The following is an excerpt from Solutions Review’s 2017 Data Integration Buyer’s Guide.
Data Integration is a combination of technical and business processes used to combine different data from disparate sources in order to turn it into valuable business insight. This process generally supports the analytical processing of data by aligning, combining, and presenting each data store to an end-user, and is usually executed in a data warehouse via integration software. ETL is the most common form in practice, but other techniques including replication and virtualization can also help to move the needle.
To help you evaluate prospective integration software tools, these are the five questions we recommend asking yourself before making a choice. If you find these questions helpful, check out the 2017 Data Integration Buyer’s Guide, which features five more questions for the providers, and full-page profiles of the top solutions for the enterprise.
1. Why is a Data Integration tool necessary to my organization?
Will you require real-time data access and transfer? How much data will you need to move and how quickly? Can you afford some downtime on source/target systems, or do you need them running at all times? Note that all these data requirements are based on your technical and business needs so that you can compare them with what specific vendors have to offer.
2. What kind of data do I need to analyze?
Is the majority of your company’s data transactional in nature? Is it all structured? If so, a traditional or “legacy” tool may be right for you. If the bulk of your data streams to your storage framework in real-time via embedded product sensors, social media, computer applications and online customer feedback, then a solution that can integrate with the likes of Hadoop, Spark, and NoSQL is going to be the best fit for you. Be sure to take into account the types of data that run through your business and then match that up with the appropriate provider.

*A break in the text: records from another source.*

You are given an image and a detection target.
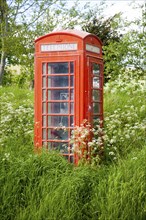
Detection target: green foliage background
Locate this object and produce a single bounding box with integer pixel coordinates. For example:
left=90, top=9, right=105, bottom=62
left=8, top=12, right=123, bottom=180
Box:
left=0, top=73, right=146, bottom=220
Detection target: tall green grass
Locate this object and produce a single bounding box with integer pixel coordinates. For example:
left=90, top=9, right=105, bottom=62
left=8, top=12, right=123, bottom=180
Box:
left=0, top=145, right=146, bottom=220
left=0, top=83, right=146, bottom=220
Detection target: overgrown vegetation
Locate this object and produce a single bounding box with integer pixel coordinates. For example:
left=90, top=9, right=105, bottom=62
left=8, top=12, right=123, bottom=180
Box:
left=0, top=0, right=146, bottom=220
left=0, top=72, right=146, bottom=220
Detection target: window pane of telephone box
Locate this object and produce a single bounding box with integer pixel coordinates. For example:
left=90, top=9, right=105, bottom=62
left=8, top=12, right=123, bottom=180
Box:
left=70, top=62, right=74, bottom=74
left=48, top=102, right=69, bottom=114
left=93, top=102, right=100, bottom=114
left=48, top=129, right=68, bottom=140
left=48, top=62, right=69, bottom=74
left=93, top=77, right=100, bottom=88
left=48, top=89, right=69, bottom=100
left=48, top=76, right=69, bottom=88
left=42, top=63, right=46, bottom=75
left=92, top=90, right=100, bottom=101
left=93, top=63, right=100, bottom=75
left=48, top=142, right=68, bottom=153
left=48, top=116, right=68, bottom=127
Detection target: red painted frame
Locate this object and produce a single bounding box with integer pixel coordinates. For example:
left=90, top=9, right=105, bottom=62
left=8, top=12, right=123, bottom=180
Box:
left=34, top=30, right=103, bottom=164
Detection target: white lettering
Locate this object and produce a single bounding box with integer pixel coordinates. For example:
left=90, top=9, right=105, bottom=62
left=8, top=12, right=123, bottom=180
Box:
left=86, top=44, right=100, bottom=53
left=41, top=43, right=77, bottom=52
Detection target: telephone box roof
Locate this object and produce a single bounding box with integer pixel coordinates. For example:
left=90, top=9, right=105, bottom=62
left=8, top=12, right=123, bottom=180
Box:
left=35, top=29, right=102, bottom=45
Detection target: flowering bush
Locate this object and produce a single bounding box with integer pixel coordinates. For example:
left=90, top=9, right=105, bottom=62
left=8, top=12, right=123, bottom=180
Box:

3. What are my data sources and where are they located?
The basic elements of Data Integration revolve around moving data from sources (applications) to targets (data warehouses, Hadoop, etc.). Much of what is powering the Big Data movement is the massive data being collected in the cloud through very large Software as a Service (SaaS) solutions like Salesforce.com. Some solutions listed in this guide specialize in the integration of cloud application data with on-premise systems to ensure that your users can access complete, current, and accurate data. Make sure the kind of integration you require is being offered by the vendors you are considering.
4. Cloud, on-premise, or both?
A hybrid approach to Data Integration is a growing trend in the enterprise market as it provides organizations the ability to execute integration in both on-premise and cloud environments. Thus, organizations are able to interchange data to and from either framework as a way to gain business agility to their integration infrastructure and manage cloud data delivery and address the need for data sharing between cloud environments. On-premise integration is certainly not dead, but a hybrid approach will set your organization up nicely for the future, even if cloud exposure is currently limited.
5. Are data quality and Master Data Management feature considerations?
It’s one thing to use an ETL tool to move data from one storage medium to another. It’s an even different thing to replicate a data source for use elsewhere. Most importantly, though, you’ll want to make sure that the appropriate data gets moved to the right place so it can be analyzed in a fashion that will yield actionable insights. As mentioned earlier, the most comprehensive Big Data solutions today include data quality and MDM capabilities in one form or another. With MDM as the umbrella, data governance and management tools are going to be essential to you if you capture data from a wide variety of sources.